The get_statistics function calculates and returns the mean and standard deviation for all variables in an xarray.Dataset or a dictionary of numpy arrays, except for specified variables to exclude. This function is useful for statistical analysis and data standardization, where mean and standard deviation are essential for tasks such as feature scaling.

Parameters#

  • ds (Union[xarray.Dataset, Dict[str, numpy.ndarray]]): The dataset to analyze, which can be provided either as an xarray dataset or a dictionary where keys are variable names and values are numpy arrays.
  • exclude_vars (List[str]): A list of variable names to exclude from the statistical calculations.
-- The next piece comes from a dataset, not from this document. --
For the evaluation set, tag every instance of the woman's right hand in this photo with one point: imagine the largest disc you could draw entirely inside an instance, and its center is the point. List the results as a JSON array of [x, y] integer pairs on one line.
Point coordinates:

This can be useful for ignoring non-analytical variables like identifiers or masks.

Returns#

  • Dict[str, List[float]]: A dictionary where each key is a variable name and the value is a list containing the mean and standard deviation of that variable.

Example#

import numpy as np
import xarray as xr
from ml4xcube.preprocessing import get_statistics

# Example dataset
ds = xr.Dataset({
    'temperature': (('time', 'lat', 'lon'), np.random.rand(10, 20, 30)),
    'precipitation': (('time', 'lat', 'lon'), np.random.rand(10, 20, 30)),
    'land_mask': (('lat', 'lon'), np.random.randint(0, 2, size=(20, 30)))
})

# Exclude the 'land_mask' variable from statistical calculations
stats = get_statistics(ds, exclude_vars=['land_mask'])

# Output the calculated statistics
for var, values in stats.items():
    print(f"{var} - Mean: {values[0]}, Standard Deviation: {values[1]}")
A random dataset is created. Subsequently the mean and standard deviation for the standardization of the variable temperature.